Advantage: Warp shuffle instructions bypass shared memory entirely, using register-to-register communication within a warp.

Kernel 3: 2D Block Organization

Kernel 3 organizes threads in a 2D block (32×4), where each warp processes one row independently. This improves occupancy by allowing multiple warps per block while maintaining efficient warp-level reductions.

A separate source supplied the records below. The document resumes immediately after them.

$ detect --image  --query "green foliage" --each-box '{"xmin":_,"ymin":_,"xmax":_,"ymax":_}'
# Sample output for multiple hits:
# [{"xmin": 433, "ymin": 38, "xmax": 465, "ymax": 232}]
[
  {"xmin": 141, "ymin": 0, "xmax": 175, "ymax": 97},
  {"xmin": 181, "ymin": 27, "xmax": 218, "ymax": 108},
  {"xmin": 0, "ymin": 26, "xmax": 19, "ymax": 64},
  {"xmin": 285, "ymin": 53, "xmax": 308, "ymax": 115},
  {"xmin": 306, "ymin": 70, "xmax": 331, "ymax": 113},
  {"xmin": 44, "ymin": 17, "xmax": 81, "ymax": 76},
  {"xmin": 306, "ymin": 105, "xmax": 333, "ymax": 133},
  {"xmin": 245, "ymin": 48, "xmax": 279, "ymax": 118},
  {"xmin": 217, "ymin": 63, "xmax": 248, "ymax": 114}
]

Kernel 4: Multi-Row Per Warp with Templates

The most sophisticated kernel uses template parameters to process multiple rows per warp:

template<int ROWS_PER_WARP, int COLS_PER_THREAD>
__global__ void softmax_warp_multi_row(const float* input, float* output, 
                                       int batch_size, int dim) {
    // Each warp processes ROWS_PER_WARP rows
    // Each thread processes COLS_PER_THREAD elements per row
    // Uses register caching for maximum performance
}

Performance Comparison

We benchmarked all kernels on an NVIDIA RTX 4500 Ada GPU with the following configuration:

Batch size: 32768
Dimension: 128
Repetitions: 100
CUDA version: 12.8

Kernel	Description	Avg Time (ms)	Throughput	Speedup vs Baseline
0	Baseline	0.29562	14.2M elements/ms	1.0×
1	Shared Memory	0.09587	43.8M elements/ms	3.1×
2	Warp Primitives	0.03016	139.1M elements/ms	9.8×
3	2D Block	0.01770	236.9M elements/ms	16.7×
4	Multi-row per Warp	0.01669	251.2M elements/ms	17.7×

Key Observations

Warp-level optimizations dominate: Kernels 2-4 show dramatic improvements by leveraging warp shuffle instructions, with Kernel 4 achieving 17.7× speedup over the baseline.
Memory hierarchy matters: Kernel 1’s 3.1× improvement comes primarily from using shared memory for reductions.
Algorithm meets architecture: Kernel 4’s template-based approach demonstrates how algorithm design must consider hardware constraints (warp size, register count).

Conclusion

Softmax optimization on GPU demonstrates the beautiful interplay between mathematical theory and hardware architecture, from the basic translation invariance property to sophisticated warp-level implementations. The 17.7× speedup from Kernel 0 to Kernel 4 shows how far we can push performance when we deeply understand both the algorithm and the hardware. These techniques form the foundation for more complex optimizations like FlashAttention.